Открытые прилавки стояли в ряд посередине, но некоторые владельцы уже закрыли их на ночь, а другие складывали палатки. А хозяева маленьких кафе, где подавали горячие блюда и наливали каф, еще не убирали выставленные на веранды столики и стулья, где общались молодые люди, которым холод был нестрашен.
– Не считая рыбного рынка, это центр столицы, да и вообще всего, – проговорил Михали, наклонившись к Рее, чтобы девушка расслышала его в шуме толпы.
Реа заметила пустое место между зданиями на противоположном краю площади. Похоже, там должно было что-то находиться. Девушка повернула туда, осторожно лавируя между прохожими. В воздухе плавал густой и аппетитный аромат вареного мяса и овощей. Реа сглотнула. Она бы предпочла что угодно с этих прилавков обещанному угрю.
Возможно, именно здесь и передавали монету, которую зафиксировал разведчик Лексоса. Никто не смотрел на Рею, когда она была одна, но, увидев ее в сопровождении Михали, все сразу поймут, что перед ними Тиспира. Придется вернуться сюда и все изучить, рассчитывая на то, что она так и останется анонимной.
Гладкие каменные плиты под ногами стали грубее, и скоро Реа поняла почему. Должно быть, раньше тут красовалась церковь Ксигори.
Очевидно, ее снесли, как и все тизакские храмы, и на окраине площади остались скудные руины в виде осыпающейся горки камней. Вероятно, раньше церковь была сердцем города, а теперь здесь не было и памятной таблички. Поверх старого фундамента выложили новую плитку, которая оказалась светлой, не истерзанной веками, не опаленной солнцем и не потрескавшейся от штормовой непогоды. Пожалуй, если бы не толпа, Реа сумела бы различить контуры разрушенного здания.
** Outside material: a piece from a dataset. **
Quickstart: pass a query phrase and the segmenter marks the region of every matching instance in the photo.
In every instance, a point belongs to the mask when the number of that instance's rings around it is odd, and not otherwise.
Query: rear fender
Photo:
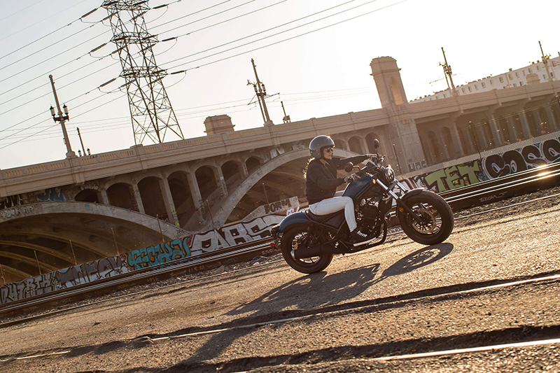
[[[280,223],[280,226],[278,228],[276,234],[281,234],[295,225],[301,225],[303,224],[307,226],[309,221],[307,216],[302,211],[290,213]]]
– Как давно? – спросила Реа, оборачиваясь к Михали, который стоял поодаль, будто хотел дать ей время побыть одной. – Когда снесли церковь?
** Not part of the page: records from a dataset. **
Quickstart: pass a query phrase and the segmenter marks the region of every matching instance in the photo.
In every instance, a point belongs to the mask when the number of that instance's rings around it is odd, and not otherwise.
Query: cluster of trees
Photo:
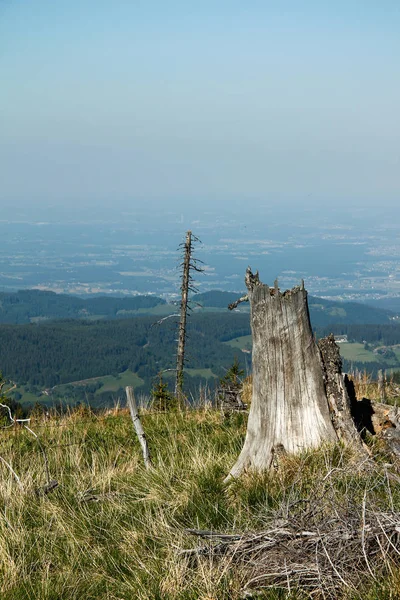
[[[131,311],[151,309],[165,300],[156,296],[78,298],[42,290],[0,292],[0,323],[30,323],[32,319],[79,319],[102,316],[113,319]]]
[[[211,369],[222,377],[237,354],[222,342],[248,332],[248,315],[193,315],[188,325],[189,366]],[[161,325],[155,324],[154,317],[138,317],[0,326],[4,375],[36,389],[127,369],[144,379],[149,389],[158,372],[175,367],[175,351],[174,319]]]
[[[384,346],[395,346],[400,344],[400,324],[373,324],[373,325],[346,325],[335,324],[329,327],[317,327],[318,337],[324,337],[333,333],[334,335],[346,334],[351,342],[360,344],[380,343]]]

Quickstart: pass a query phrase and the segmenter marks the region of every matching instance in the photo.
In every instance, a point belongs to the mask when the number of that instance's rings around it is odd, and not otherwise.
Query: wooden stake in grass
[[[146,469],[150,469],[153,466],[153,463],[151,462],[150,450],[149,450],[149,446],[147,444],[146,434],[144,433],[142,422],[140,420],[138,409],[136,406],[133,387],[128,385],[125,388],[125,390],[126,390],[126,400],[127,400],[128,406],[129,406],[130,413],[131,413],[133,426],[135,427],[136,435],[138,436],[139,443],[142,447],[144,464],[145,464]]]

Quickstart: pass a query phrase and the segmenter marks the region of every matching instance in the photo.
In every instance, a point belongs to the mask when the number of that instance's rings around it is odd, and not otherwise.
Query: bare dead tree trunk
[[[183,367],[185,364],[185,343],[186,343],[186,318],[188,309],[189,295],[189,280],[190,280],[190,258],[192,254],[192,232],[186,233],[186,241],[183,257],[183,273],[182,273],[182,298],[181,298],[181,314],[179,320],[178,334],[178,351],[176,355],[176,379],[175,379],[175,396],[180,400],[183,390]]]
[[[281,293],[246,272],[253,335],[253,398],[242,452],[230,472],[268,469],[281,452],[338,439],[304,284]]]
Она ожидала услышать: «Около тысячи лет назад», – поскольку на церковные здания наложили запрет и разрушили еще при власти первого стратагиози.
– Лет сто назад, когда твой отец занял пост, – с неожиданной яростью ответил Михали.
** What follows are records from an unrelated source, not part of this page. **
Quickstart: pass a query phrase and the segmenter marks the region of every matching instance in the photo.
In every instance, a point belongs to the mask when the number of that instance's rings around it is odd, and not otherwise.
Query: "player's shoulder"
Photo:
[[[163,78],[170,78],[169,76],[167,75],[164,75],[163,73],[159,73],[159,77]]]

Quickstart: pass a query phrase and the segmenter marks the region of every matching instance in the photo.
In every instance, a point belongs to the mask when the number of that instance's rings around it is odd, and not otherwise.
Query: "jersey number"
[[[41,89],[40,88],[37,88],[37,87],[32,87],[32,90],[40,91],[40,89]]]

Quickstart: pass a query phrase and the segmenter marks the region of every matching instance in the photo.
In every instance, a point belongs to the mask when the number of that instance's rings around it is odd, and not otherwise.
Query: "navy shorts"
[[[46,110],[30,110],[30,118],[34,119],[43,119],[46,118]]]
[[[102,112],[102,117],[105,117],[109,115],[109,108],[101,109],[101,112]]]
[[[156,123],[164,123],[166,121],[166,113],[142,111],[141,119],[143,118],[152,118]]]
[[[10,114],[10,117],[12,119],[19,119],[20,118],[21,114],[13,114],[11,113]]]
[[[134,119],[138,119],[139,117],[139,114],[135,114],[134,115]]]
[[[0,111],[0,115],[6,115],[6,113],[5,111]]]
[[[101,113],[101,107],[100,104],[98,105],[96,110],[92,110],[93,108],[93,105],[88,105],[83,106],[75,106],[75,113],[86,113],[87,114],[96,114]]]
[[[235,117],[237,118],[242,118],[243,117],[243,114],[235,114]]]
Тогда он еще не родился, но уничтожение церкви явно сильно задело Михали, как и всех тех, кто скрывался в горных лагерях.
Вполне логично, что сердцевиной сепаратистского движения является именно церковь. Это символ притеснения, напоминание о старых временах, якобы более свободных. Если бы люди хоть на минуту задумались, непременно осознали бы, как схожа система, которую они идеализируют, с правительством стратагиози.